Incorporating Anchored Inflation Expectations in the Phillips Curve and in the Derivation of OECD Measures of Equilibrium Unemployment [E-Book] / Elena Rusticelli, David Turner and Maria Chiara Cavalleri
Rusticelli, Elena.
Turner, David. / Cavalleri, Maria Chiara.
Paris : OECD Publishing, 2015
36 p. ; 21 x 29.7cm.
englisch
10.1787/5js1gmq551wd-en
OECD Economics Department Working Papers ; 1231
Economics
Full Text
Inflation has become much less sensitive to movements in unemployment in recent decades. A common explanation for this change is that inflation expectations have become better anchored as a consequence of credible inflation targeting by central banks.
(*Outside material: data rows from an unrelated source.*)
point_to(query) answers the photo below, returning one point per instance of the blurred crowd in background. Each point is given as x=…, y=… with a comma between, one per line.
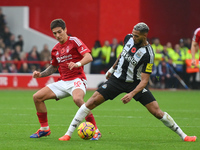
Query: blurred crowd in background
x=170, y=61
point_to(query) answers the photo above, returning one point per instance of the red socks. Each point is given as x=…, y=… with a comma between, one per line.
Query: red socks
x=91, y=119
x=43, y=119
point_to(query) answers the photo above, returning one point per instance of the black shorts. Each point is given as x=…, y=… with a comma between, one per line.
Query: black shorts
x=113, y=87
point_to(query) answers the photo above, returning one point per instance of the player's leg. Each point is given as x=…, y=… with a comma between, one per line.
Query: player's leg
x=83, y=111
x=168, y=121
x=39, y=97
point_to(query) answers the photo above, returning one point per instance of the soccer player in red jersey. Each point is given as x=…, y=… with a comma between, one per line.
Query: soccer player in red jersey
x=69, y=56
x=195, y=44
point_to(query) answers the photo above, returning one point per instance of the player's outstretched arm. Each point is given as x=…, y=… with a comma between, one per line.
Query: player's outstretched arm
x=111, y=70
x=194, y=48
x=50, y=70
x=85, y=60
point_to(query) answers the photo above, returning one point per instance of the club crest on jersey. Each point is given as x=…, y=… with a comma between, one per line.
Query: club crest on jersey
x=62, y=51
x=149, y=67
x=67, y=49
x=133, y=50
x=138, y=54
x=128, y=57
x=104, y=86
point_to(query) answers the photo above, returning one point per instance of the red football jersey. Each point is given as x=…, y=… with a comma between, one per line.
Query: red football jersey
x=71, y=51
x=196, y=36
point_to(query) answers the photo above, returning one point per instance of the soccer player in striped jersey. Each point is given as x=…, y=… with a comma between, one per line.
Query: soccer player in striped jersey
x=130, y=74
x=69, y=56
x=195, y=45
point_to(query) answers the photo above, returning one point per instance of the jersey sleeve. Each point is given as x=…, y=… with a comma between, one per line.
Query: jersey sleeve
x=81, y=47
x=54, y=61
x=128, y=36
x=196, y=36
x=148, y=65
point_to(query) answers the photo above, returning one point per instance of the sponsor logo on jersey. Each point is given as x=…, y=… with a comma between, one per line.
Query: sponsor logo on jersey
x=138, y=54
x=133, y=50
x=82, y=50
x=104, y=86
x=144, y=90
x=3, y=81
x=67, y=49
x=77, y=84
x=149, y=67
x=64, y=58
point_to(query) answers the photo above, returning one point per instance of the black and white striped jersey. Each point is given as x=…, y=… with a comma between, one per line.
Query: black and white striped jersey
x=133, y=61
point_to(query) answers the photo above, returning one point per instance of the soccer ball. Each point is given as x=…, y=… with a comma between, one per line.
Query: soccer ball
x=86, y=130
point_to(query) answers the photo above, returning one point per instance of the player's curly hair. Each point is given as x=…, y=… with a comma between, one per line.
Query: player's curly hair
x=142, y=27
x=58, y=23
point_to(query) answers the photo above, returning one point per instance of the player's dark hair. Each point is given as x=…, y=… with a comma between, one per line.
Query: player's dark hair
x=58, y=23
x=142, y=27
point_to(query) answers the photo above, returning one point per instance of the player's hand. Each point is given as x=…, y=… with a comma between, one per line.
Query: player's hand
x=193, y=62
x=127, y=98
x=36, y=74
x=72, y=65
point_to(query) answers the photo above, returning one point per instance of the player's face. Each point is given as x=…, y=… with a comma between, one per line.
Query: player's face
x=138, y=37
x=60, y=34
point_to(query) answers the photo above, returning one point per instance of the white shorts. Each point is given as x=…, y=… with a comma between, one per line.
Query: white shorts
x=65, y=88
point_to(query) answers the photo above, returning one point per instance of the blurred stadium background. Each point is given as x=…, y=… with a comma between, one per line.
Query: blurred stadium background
x=91, y=20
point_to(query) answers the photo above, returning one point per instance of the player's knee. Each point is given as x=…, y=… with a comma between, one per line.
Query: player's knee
x=78, y=101
x=36, y=98
x=158, y=113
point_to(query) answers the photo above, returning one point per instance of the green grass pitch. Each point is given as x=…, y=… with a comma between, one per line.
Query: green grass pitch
x=123, y=126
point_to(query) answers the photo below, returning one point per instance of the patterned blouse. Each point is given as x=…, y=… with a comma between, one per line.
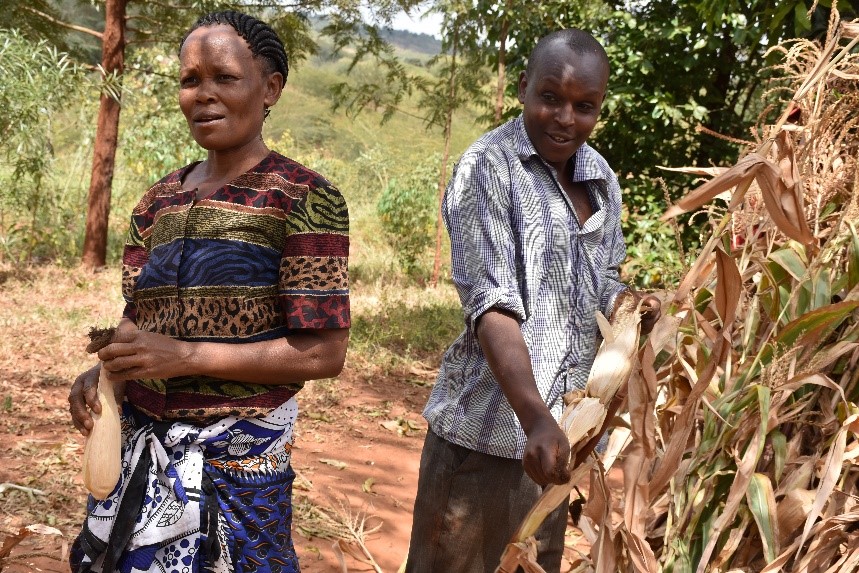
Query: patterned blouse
x=261, y=257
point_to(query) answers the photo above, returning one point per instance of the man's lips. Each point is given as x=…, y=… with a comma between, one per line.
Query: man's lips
x=207, y=118
x=559, y=139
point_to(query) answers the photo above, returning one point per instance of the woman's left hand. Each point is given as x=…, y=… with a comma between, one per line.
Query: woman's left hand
x=138, y=354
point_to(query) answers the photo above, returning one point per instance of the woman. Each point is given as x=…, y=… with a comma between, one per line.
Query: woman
x=235, y=279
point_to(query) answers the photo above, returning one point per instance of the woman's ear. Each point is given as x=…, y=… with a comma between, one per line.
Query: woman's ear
x=523, y=86
x=273, y=88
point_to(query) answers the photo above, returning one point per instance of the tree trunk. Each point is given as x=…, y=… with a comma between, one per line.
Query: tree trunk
x=502, y=64
x=106, y=137
x=448, y=123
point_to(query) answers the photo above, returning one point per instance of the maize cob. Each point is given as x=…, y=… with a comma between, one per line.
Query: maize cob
x=583, y=418
x=102, y=461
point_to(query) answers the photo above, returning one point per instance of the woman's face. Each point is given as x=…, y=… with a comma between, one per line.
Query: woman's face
x=223, y=89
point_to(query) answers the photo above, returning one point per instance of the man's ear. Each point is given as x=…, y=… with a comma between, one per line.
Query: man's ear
x=523, y=86
x=273, y=88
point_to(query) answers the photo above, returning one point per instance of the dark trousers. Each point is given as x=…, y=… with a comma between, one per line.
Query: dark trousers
x=467, y=509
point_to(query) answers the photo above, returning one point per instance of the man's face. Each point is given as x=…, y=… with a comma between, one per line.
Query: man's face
x=562, y=96
x=223, y=89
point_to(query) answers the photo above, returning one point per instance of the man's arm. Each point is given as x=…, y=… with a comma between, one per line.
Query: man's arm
x=547, y=450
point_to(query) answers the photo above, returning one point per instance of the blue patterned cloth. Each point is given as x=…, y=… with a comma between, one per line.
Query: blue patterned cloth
x=216, y=499
x=517, y=245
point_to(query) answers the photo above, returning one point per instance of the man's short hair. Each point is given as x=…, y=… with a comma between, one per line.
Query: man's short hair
x=577, y=40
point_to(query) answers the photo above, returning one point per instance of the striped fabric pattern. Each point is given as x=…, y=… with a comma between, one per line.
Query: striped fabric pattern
x=517, y=245
x=263, y=256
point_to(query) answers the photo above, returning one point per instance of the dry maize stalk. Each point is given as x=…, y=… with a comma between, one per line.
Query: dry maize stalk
x=584, y=418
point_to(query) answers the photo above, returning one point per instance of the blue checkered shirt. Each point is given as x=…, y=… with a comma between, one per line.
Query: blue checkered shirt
x=516, y=245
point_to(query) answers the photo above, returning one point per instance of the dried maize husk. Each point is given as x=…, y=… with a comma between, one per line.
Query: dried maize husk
x=102, y=453
x=584, y=418
x=792, y=511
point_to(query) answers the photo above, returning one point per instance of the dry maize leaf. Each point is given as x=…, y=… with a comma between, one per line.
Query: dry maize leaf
x=728, y=287
x=639, y=456
x=709, y=171
x=367, y=486
x=522, y=554
x=792, y=511
x=604, y=552
x=852, y=258
x=741, y=173
x=334, y=463
x=699, y=273
x=812, y=326
x=550, y=499
x=833, y=468
x=734, y=544
x=615, y=357
x=849, y=562
x=641, y=555
x=761, y=500
x=745, y=469
x=850, y=29
x=783, y=206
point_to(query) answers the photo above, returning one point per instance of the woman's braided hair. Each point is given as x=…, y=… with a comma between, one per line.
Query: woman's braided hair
x=263, y=41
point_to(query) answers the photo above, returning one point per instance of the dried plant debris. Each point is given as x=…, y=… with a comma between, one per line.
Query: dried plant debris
x=99, y=338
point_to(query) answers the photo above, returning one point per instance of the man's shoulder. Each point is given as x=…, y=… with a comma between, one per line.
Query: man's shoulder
x=495, y=142
x=593, y=164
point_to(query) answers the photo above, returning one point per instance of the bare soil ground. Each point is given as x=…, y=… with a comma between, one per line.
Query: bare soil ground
x=356, y=454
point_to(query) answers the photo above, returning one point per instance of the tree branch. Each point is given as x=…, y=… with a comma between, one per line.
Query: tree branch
x=53, y=20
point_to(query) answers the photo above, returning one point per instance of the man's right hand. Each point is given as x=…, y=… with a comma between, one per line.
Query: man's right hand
x=547, y=453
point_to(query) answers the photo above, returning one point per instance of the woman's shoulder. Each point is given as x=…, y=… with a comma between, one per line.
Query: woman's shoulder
x=292, y=171
x=175, y=176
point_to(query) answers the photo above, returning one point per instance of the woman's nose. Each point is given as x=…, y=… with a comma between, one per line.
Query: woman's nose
x=566, y=115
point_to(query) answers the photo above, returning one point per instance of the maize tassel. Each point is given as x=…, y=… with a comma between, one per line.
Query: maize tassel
x=102, y=453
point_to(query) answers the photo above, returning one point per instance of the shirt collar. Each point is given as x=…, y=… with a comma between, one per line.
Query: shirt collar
x=587, y=168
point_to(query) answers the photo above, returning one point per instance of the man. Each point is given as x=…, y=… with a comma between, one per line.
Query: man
x=533, y=215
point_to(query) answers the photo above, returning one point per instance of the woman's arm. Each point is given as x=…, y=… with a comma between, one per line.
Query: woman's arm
x=304, y=355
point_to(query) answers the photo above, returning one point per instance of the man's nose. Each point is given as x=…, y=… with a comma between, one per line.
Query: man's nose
x=566, y=115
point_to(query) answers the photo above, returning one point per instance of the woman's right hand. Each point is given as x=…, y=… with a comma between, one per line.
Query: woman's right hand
x=83, y=397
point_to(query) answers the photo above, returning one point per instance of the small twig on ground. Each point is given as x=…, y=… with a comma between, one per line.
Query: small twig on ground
x=30, y=490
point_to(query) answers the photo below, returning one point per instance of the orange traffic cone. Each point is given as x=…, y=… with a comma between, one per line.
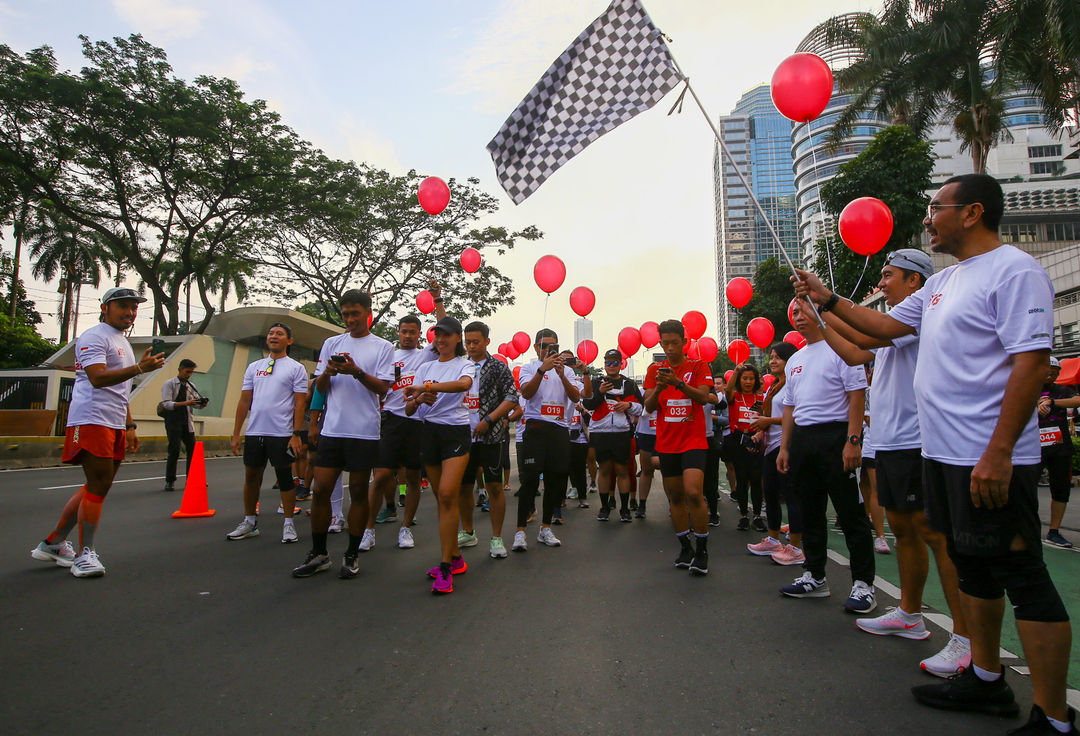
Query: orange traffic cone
x=194, y=502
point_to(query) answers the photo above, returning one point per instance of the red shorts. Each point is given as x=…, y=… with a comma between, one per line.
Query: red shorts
x=96, y=440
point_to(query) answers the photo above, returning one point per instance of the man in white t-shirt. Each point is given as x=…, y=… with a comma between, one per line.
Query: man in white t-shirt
x=273, y=397
x=99, y=428
x=354, y=372
x=985, y=329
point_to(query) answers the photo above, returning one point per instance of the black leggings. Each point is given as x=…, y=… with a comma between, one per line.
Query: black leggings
x=775, y=486
x=747, y=477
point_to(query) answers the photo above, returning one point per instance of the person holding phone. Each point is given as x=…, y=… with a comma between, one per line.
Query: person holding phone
x=616, y=405
x=272, y=399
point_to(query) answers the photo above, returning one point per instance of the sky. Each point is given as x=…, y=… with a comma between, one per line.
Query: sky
x=426, y=84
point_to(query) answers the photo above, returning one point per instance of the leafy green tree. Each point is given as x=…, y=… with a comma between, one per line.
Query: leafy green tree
x=894, y=168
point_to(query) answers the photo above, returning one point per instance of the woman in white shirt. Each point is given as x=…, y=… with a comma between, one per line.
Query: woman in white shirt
x=445, y=439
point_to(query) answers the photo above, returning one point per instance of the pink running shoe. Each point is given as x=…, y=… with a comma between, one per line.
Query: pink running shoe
x=788, y=556
x=766, y=547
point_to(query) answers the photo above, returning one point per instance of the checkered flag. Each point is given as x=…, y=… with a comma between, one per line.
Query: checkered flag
x=618, y=67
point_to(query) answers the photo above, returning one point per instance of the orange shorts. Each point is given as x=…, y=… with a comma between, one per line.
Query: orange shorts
x=96, y=440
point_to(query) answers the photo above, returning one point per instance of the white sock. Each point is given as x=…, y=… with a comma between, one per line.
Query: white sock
x=985, y=676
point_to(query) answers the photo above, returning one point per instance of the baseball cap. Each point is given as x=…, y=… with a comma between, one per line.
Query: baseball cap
x=912, y=259
x=121, y=293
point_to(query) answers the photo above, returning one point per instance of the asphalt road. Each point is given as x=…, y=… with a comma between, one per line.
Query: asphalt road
x=191, y=633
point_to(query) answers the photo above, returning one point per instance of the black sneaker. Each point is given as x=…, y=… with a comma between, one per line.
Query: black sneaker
x=968, y=693
x=315, y=562
x=700, y=563
x=350, y=566
x=1038, y=725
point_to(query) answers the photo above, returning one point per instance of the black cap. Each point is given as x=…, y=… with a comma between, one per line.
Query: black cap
x=449, y=325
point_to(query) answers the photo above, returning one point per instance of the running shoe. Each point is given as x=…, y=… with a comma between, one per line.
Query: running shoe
x=88, y=564
x=1054, y=538
x=700, y=563
x=62, y=553
x=807, y=587
x=767, y=547
x=520, y=544
x=350, y=566
x=896, y=624
x=288, y=535
x=548, y=537
x=788, y=556
x=968, y=693
x=861, y=599
x=953, y=659
x=443, y=583
x=313, y=563
x=244, y=530
x=367, y=540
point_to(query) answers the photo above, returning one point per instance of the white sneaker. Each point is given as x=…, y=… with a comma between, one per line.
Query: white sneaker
x=894, y=623
x=548, y=537
x=520, y=544
x=367, y=540
x=88, y=564
x=288, y=535
x=953, y=659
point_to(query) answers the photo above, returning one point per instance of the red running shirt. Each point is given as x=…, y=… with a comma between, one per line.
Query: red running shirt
x=680, y=422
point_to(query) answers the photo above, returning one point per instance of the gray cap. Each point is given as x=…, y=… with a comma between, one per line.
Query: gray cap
x=912, y=259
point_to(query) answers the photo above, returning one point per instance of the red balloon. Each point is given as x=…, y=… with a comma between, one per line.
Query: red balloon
x=588, y=351
x=760, y=332
x=630, y=340
x=424, y=302
x=582, y=300
x=433, y=195
x=470, y=259
x=549, y=272
x=707, y=349
x=801, y=87
x=739, y=291
x=521, y=342
x=694, y=324
x=738, y=351
x=650, y=335
x=865, y=225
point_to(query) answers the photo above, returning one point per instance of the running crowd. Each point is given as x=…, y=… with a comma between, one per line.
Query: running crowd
x=956, y=472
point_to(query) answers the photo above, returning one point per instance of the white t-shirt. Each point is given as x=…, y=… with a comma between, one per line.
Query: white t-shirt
x=894, y=419
x=971, y=319
x=448, y=407
x=551, y=402
x=106, y=406
x=818, y=382
x=352, y=410
x=406, y=363
x=272, y=401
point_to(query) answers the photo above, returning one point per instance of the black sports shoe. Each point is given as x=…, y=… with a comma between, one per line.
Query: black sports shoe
x=700, y=563
x=967, y=692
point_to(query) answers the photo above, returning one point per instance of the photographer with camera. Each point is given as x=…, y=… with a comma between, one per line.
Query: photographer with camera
x=177, y=397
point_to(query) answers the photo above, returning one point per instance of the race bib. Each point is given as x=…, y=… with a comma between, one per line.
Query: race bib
x=677, y=410
x=1050, y=436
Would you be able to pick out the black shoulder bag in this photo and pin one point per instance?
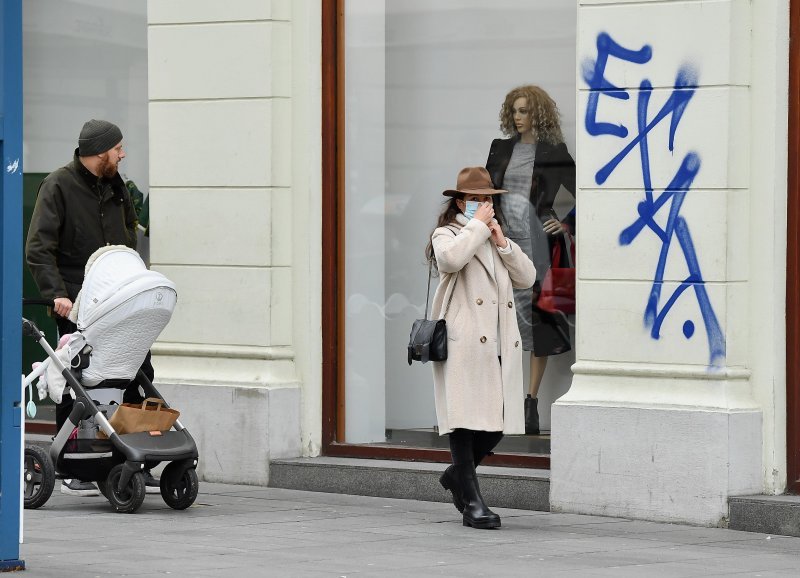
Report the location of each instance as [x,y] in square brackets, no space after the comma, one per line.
[428,341]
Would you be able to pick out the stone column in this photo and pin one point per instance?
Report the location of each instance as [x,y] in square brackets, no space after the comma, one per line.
[221,138]
[667,415]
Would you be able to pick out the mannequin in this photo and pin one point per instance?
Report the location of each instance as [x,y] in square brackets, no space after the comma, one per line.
[533,164]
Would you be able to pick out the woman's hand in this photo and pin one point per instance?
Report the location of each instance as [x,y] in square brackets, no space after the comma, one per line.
[552,226]
[485,213]
[497,234]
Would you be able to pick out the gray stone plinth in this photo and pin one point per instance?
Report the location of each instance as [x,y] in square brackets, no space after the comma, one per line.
[518,488]
[766,514]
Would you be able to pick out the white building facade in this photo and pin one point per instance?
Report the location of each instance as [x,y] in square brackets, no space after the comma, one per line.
[679,129]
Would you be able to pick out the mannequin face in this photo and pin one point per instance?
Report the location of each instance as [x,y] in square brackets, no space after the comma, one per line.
[523,117]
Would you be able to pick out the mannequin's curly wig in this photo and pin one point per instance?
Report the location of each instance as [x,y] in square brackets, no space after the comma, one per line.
[546,119]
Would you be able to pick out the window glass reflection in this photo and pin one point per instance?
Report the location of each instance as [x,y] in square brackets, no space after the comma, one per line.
[424,85]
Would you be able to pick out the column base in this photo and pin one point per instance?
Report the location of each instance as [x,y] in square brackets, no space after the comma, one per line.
[238,428]
[665,464]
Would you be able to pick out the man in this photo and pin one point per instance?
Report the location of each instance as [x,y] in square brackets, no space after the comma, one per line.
[81,207]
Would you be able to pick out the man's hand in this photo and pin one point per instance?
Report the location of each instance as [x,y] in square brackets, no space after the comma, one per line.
[62,306]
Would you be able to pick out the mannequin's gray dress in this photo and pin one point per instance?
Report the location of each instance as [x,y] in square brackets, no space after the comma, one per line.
[522,225]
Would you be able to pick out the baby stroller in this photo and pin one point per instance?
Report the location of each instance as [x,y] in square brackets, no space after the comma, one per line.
[120,311]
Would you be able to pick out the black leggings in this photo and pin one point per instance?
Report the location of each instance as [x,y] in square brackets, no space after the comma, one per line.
[468,445]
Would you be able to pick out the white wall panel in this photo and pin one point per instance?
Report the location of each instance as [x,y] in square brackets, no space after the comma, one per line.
[706,34]
[229,60]
[218,143]
[219,305]
[281,306]
[718,227]
[612,324]
[190,11]
[196,226]
[712,127]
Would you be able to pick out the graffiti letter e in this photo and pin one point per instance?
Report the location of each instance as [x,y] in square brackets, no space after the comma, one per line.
[594,75]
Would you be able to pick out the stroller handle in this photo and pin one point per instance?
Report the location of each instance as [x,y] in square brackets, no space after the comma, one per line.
[37,301]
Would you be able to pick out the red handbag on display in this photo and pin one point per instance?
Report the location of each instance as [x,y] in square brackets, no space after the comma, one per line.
[558,285]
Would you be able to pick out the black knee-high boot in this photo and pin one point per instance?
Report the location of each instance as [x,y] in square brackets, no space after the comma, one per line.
[461,480]
[531,415]
[483,443]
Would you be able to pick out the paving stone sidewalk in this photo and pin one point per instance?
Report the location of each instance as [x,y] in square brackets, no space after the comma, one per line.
[252,531]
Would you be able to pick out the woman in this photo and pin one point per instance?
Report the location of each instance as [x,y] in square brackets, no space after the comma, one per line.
[478,398]
[533,164]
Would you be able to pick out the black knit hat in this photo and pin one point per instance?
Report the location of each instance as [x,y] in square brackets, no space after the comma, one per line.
[98,136]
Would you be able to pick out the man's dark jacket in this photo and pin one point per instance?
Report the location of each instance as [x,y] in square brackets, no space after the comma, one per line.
[76,213]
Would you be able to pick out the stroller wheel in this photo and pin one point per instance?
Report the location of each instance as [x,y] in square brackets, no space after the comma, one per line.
[39,477]
[179,490]
[131,497]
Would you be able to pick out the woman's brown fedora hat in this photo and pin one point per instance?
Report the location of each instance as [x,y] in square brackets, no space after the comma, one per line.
[473,181]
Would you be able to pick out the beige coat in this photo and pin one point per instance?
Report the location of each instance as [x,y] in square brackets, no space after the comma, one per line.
[471,389]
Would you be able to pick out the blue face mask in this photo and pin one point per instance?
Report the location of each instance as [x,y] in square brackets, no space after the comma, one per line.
[472,206]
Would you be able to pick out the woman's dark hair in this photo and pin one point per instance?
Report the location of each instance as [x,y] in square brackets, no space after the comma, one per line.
[447,216]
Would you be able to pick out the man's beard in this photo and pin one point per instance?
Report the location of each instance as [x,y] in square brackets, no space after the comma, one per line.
[106,168]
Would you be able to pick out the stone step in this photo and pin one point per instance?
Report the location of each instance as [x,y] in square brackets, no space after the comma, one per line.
[779,515]
[520,488]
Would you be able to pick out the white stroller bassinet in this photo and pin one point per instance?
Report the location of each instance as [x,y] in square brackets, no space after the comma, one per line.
[120,311]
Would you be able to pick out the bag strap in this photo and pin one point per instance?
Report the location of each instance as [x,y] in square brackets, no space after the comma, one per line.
[568,246]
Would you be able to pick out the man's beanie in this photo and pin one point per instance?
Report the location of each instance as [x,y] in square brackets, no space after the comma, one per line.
[98,136]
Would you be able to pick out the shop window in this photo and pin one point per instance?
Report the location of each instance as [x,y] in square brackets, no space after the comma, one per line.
[422,87]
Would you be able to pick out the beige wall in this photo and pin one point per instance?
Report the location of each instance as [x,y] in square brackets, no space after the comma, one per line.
[235,221]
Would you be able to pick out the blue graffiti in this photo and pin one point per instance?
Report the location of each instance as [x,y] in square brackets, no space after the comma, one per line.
[676,227]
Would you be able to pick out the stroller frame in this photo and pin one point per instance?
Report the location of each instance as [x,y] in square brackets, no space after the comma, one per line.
[118,469]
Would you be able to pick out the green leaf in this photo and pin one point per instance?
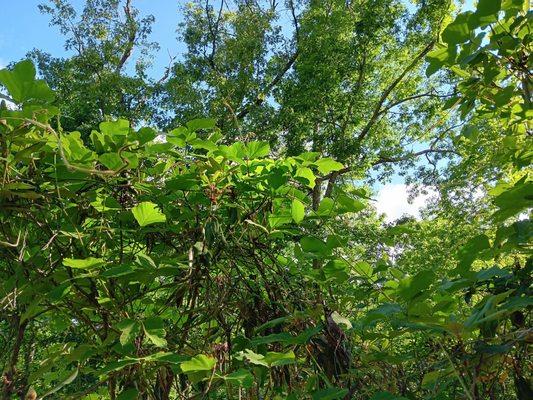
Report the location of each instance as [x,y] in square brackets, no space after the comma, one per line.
[129,329]
[198,363]
[327,165]
[129,394]
[201,123]
[254,358]
[331,393]
[275,359]
[111,160]
[241,377]
[325,208]
[22,85]
[297,211]
[349,204]
[120,127]
[515,5]
[257,150]
[486,13]
[386,396]
[155,332]
[64,383]
[145,135]
[411,287]
[146,213]
[306,176]
[85,263]
[362,268]
[471,251]
[458,31]
[314,245]
[442,55]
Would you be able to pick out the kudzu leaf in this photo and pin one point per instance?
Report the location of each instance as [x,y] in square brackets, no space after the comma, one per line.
[85,263]
[327,165]
[458,31]
[297,211]
[329,394]
[198,363]
[147,213]
[153,328]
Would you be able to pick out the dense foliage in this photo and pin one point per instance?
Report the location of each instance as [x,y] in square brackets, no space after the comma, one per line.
[232,250]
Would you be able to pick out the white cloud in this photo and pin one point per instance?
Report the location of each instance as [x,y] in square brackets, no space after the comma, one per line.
[393,201]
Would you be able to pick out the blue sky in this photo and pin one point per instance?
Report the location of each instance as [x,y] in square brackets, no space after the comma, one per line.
[27,28]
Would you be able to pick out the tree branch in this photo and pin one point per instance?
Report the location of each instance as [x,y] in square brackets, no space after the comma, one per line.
[261,97]
[131,36]
[390,88]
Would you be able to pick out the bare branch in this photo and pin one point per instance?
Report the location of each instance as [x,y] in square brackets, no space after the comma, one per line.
[132,35]
[261,97]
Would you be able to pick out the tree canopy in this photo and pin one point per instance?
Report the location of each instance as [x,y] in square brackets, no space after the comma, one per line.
[211,234]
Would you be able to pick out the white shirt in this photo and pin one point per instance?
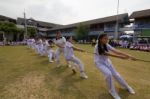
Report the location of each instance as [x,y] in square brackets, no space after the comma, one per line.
[102,58]
[60,41]
[68,50]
In order to evaluate this hypothesis, the paper compares two competing empirical specifications across all OECD economies, where competing specifications correspond to the ‘former’ and ‘new’ specification for deriving measures of the unemployment gap which underlie the OECD’s Economic Outlook projections. The former OECD specification can be characterised as a traditional ‘backward-looking’ Phillips curve, where current inflation is partly explained by an autoregressive distributed lag process of past inflation representing both inertia and inflation expectations formed on the basis of recent inflation outcomes. Conversely, the new approach adjusts this specification to incorporate the notion that inflation expectations are anchored around the central bank’s inflation objective. The main finding of the paper is that the latter approach systematically out-performs the former for an overwhelming majority of OECD countries over a recent sample period. Relative to the backward-looking specification, the anchored expectations approach also tends to imply larger unemployment gaps for those countries for which actual unemployment has increased the most. Moreover, the anchored expectations Phillips curve reduces real-time revisions to the unemployment gap, although these still remain uncomfortably large, in the case of countries where there have been large changes in unemployment.